Flirting with the PDA: Congress Must Give Birth to Accommodation Rights that Protect Pregnant Working Women


Amanda Reeves began working for Swift Transportation Company, Inc. (Swift) as a truck driver on August 9, 2002. When she applied for the job, the employer advised her that the position required occasional physical activity, such as bending, twisting, climbing, squatting, crouching, and balancing, and that she would be required to push and pull contents weighing up to 200 pounds. Reeves was physically able to meet the demands of the position when she was hired, and the employer recognized that she was qualified for the job . On November 2, 2002, Reeves learned that she was pregnant, and her doctors determined that she was able to continue working, but restricted her to light work. The employer responded by informing her that there were no available light duty positions and sent her home.
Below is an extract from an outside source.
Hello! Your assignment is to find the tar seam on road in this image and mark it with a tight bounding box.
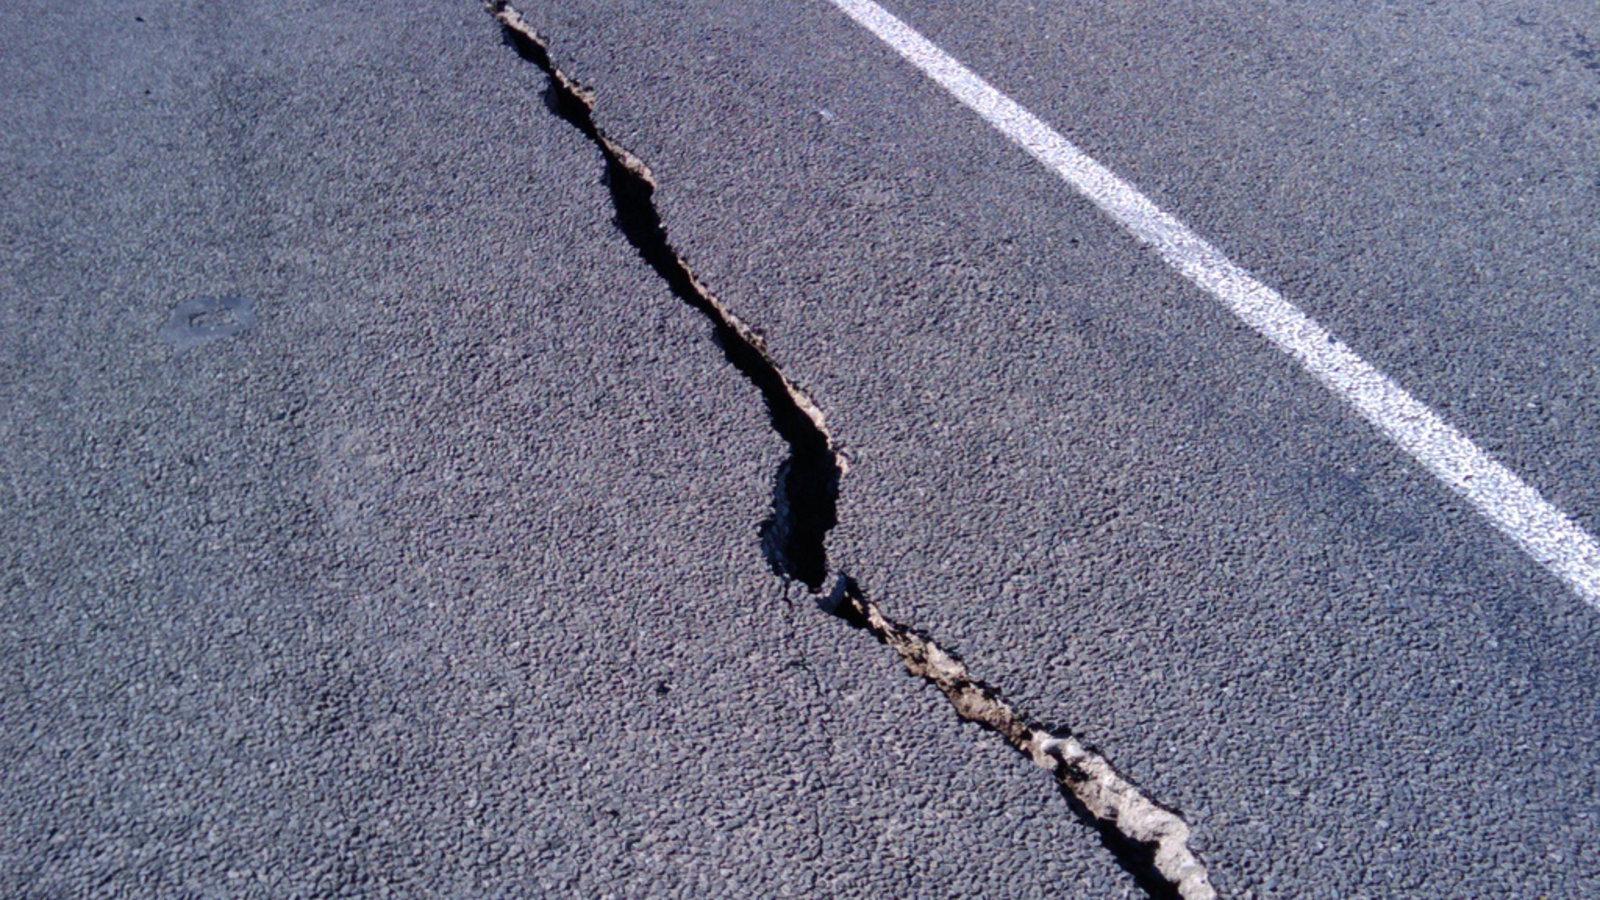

Reeves continued to ask for light duty work, but the employer insisted that there was nothing available. After two weeks of daily inquiries for light duty work, her employment was terminated on November 14, 2002. On January 7, 2003, Reeves filed a formal complaint with the Equal Employment Opportunity Commission (EEOC) alleging violations of the Pregnancy Discrimination Act (PDA). During the lawsuit, Swift maintained that only employees injured on the job received light duty work, and since Reeves was not alleging a job-related injury, light duty work in the form of administrative duties, such as filing and answering phones, could not be made available to her. Without a hearing, the circuit court affirmed the district court’s decision that Swift’s light duty policy did not amount to pregnancy discrimination and that Reeves did not prove pretext or intent to discriminate. In fact, the court noted that Reeves’s complaint asked the court to grant her preferential treatment, rather than equal treatment, which conflicts with the requirements of the PDA.”